There’s no evidence the monoliths are actually part of an ad blitz. In fact, next to nothing is known about the statues’ creators—or whether one entity is behind all of them. The first monolith may have been placed in a Utah canyon up to five years ago, according to Google Earth photos uncovered by Reddit user “Bear__Fucker.” The Romanian and Californian monoliths appear newer, only showing up after the Utah installation made headlines.
Ellie Quigley, from Manchester in the U.K., works in marketing and spends a lot of time thinking about marketing stunts, she told The Daily Beast. Her professional opinion is that the statues aren’t selling anything—but that they’re still no good.
“It’s just so ominous,” she said of the tall metal structures, which have drawn comparisons to the creepy monoliths from the film 2001: A Space Odyssey.
“The world really doesn’t need that at the moment. It’s not like people have started knitting for tree trunks, at least that would feel quite nice. It’s just a silver plinth that looks like it should be on Dumbledore’s resting place in Harry Potter.”
Blaire Notrica, another Twitter user to express monolith fatigue, said he was tired of theories about the original statue’s origin “when it’s obviously just found art and not very good art.”
Notrica said he welcomed genuine art criticism of the monolith, but “it’s obviously not aliens and it’s clearly not Bansky. On New Year’s Day 2001 someone put up a monolith Space Odyssey-style in a park in Seattle. That’s a little more clever.”
Even Twitter’s compulsive need to create parody accounts for every in-the-news noun appeared to falter for the monoliths. People have made at least nine “Utah Monolith” parody accounts, with handles like @utahmonolith, @utahmonolith1, @utahmonolith2, @utahmonolith3, and @monolithutah, but few are active and only one has (slightly) more than 100 followers. The glee that Twitter might once have wrung from a topical meme was gone.
A more offline group also took issue with the original monolith. Last week, a team of four people removed the Utah obelisk. One of them, a Utah adventure guide, explained their actions in an Instagram post.
“We removed the Utah Monolith because there are clear precedents for how we share and standardize the use of our public lands, natural wildlife, native plants, fresh water sources, and human impacts upon them. The mystery was the infatuation and we want to use this time to unite people behind the real issues here—we are losing our public lands—things like this don’t help,” Sylvan Christensen wrote.
Although the statue had damaged some of the surrounding rock formations, its real cost came when hordes of tourists drove cars and rode helicopters to the remote canyon to see it, Christensen said.
“This land wasn’t physically prepared for the population shift (especially during a pandemic),” he wrote. “People arrived by car, by bus, by van, helicopter, planes, trains, motorcycles and E-bikes and there isn’t even a parking lot. There aren’t bathrooms—and yes, pooping in the desert is a misdemeanor. There was a lot of that.”

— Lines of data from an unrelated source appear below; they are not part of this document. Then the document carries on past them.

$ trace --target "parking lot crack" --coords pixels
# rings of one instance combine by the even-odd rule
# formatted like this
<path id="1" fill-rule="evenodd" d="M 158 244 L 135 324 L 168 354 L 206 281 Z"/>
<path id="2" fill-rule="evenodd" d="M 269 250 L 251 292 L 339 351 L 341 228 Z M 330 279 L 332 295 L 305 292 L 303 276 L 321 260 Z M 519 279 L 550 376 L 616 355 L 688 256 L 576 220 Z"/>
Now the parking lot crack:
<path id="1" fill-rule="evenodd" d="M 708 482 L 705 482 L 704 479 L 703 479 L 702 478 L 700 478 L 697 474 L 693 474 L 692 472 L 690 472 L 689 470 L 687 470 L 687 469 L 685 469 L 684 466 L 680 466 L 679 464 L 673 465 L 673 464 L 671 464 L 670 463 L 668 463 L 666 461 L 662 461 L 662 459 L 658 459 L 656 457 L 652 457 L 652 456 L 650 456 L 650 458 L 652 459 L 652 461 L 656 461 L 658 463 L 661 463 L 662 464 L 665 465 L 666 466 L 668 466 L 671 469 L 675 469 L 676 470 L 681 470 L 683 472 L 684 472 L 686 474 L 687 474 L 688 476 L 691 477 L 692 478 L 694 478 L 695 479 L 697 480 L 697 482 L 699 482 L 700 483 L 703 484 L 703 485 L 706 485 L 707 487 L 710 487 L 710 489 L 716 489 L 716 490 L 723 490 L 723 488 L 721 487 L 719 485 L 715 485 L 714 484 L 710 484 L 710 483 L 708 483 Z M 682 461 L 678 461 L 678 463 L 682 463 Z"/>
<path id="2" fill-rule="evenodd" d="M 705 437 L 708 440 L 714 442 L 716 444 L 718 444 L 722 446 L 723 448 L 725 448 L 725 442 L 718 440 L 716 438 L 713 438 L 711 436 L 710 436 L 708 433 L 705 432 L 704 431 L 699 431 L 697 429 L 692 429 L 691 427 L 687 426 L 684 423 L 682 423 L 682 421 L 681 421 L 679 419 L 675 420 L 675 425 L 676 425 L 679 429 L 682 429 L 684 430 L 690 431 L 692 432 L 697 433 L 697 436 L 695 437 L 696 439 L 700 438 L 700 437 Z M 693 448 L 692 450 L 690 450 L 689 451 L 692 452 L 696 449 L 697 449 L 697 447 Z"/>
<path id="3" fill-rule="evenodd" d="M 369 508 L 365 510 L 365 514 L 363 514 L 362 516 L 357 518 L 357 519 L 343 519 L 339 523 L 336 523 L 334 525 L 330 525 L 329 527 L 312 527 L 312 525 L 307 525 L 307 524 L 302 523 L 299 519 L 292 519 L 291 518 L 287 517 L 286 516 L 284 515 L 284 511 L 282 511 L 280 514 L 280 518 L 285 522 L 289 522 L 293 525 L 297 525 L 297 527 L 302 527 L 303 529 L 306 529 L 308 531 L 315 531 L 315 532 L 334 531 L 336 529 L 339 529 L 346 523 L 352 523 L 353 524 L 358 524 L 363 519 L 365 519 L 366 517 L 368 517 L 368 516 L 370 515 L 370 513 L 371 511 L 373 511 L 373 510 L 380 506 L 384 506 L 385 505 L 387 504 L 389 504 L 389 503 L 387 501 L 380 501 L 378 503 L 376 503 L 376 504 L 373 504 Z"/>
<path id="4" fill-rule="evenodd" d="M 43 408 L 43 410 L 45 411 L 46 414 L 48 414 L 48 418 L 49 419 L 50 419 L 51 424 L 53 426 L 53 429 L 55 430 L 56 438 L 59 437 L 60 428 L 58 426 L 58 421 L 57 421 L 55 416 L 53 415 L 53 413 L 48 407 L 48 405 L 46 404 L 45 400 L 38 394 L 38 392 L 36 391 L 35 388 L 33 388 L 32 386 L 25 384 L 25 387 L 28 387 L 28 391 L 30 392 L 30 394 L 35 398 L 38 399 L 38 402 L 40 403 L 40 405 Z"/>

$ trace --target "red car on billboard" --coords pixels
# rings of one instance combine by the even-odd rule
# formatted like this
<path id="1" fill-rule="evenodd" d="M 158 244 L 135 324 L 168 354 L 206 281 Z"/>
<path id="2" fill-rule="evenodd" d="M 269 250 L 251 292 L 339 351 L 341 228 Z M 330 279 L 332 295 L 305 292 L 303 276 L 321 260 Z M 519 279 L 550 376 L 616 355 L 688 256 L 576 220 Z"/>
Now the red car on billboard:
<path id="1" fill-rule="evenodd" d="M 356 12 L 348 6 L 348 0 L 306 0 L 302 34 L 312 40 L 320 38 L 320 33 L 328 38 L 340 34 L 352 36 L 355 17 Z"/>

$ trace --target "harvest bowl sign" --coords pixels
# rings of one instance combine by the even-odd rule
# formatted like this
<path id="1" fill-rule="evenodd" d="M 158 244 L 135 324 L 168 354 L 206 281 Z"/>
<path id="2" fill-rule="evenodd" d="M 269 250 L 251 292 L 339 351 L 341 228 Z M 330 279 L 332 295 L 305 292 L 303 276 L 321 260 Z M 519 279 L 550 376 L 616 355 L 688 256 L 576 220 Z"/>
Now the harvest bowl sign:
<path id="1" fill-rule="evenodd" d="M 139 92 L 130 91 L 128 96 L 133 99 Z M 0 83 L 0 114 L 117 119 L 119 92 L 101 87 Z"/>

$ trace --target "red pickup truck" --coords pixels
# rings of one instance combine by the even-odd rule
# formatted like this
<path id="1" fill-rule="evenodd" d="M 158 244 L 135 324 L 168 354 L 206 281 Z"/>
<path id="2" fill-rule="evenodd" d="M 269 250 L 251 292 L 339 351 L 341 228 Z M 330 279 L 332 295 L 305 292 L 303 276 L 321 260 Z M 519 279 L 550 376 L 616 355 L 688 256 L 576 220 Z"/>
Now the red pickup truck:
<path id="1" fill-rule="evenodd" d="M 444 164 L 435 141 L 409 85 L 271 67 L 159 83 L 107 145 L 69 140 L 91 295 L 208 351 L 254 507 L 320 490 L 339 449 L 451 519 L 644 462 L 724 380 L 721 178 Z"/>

Maybe in an earlier era, people would have greeted the monoliths with less cynicism. But if the monoliths are indeed a marketing stunt, they’ve run into a jaded internet audience that has lost its taste for corporate gimmicks, Rational Disconnect said.

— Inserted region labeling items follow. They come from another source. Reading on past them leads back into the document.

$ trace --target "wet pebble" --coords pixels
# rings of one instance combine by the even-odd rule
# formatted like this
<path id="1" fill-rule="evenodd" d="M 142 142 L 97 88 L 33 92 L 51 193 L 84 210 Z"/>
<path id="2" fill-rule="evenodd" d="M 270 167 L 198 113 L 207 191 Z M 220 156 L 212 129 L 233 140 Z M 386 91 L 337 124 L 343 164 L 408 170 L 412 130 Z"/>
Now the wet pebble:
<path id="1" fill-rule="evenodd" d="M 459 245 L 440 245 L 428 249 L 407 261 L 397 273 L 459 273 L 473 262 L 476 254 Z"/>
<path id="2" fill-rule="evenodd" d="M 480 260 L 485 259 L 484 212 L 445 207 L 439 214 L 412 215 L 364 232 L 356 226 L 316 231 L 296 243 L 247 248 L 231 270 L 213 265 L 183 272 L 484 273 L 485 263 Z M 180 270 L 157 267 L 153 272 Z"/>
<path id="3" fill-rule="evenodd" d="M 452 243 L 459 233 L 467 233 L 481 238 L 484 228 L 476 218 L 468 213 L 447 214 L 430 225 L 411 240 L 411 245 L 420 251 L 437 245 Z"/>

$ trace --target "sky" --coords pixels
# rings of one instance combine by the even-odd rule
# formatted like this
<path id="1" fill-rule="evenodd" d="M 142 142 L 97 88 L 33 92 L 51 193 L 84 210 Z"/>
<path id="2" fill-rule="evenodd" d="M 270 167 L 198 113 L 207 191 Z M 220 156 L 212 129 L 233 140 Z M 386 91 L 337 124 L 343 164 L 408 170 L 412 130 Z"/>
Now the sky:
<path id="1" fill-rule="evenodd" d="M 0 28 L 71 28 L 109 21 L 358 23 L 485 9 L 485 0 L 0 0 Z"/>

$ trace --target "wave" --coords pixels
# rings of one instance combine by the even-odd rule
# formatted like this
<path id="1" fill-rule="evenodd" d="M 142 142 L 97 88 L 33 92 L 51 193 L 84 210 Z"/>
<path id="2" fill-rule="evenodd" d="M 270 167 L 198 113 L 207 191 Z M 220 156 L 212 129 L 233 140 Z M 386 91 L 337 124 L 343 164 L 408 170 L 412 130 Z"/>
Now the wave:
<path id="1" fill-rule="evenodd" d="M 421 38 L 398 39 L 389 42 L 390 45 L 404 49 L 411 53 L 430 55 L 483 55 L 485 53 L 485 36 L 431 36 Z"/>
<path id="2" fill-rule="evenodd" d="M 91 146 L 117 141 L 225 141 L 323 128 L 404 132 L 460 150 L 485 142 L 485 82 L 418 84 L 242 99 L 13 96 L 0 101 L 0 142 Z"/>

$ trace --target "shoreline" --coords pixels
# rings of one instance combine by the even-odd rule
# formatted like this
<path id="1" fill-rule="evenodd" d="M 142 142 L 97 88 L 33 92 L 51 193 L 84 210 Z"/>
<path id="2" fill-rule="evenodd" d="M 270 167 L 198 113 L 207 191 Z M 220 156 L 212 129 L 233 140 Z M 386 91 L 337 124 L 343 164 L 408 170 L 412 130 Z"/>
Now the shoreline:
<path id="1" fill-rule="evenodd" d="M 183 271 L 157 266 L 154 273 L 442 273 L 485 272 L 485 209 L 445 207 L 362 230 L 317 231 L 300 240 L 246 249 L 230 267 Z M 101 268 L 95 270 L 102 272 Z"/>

“I think that brands have really used up all their goodwill with stuff like this over the past couple of years,” he said. “Edgy Wendy’s clapping back at Arby’s for the past couple of years really tired everyone out.”
Quigley, the marketing worker, said the mysterious totems arrived in a remarkably bad year when everyone is already overstimulated and unreceptive to aliens or publicity stunts or whatever this is.
“We’ve spent 2020 fearing the unknown,” she said. “Go home, monolith, you’re drunk.”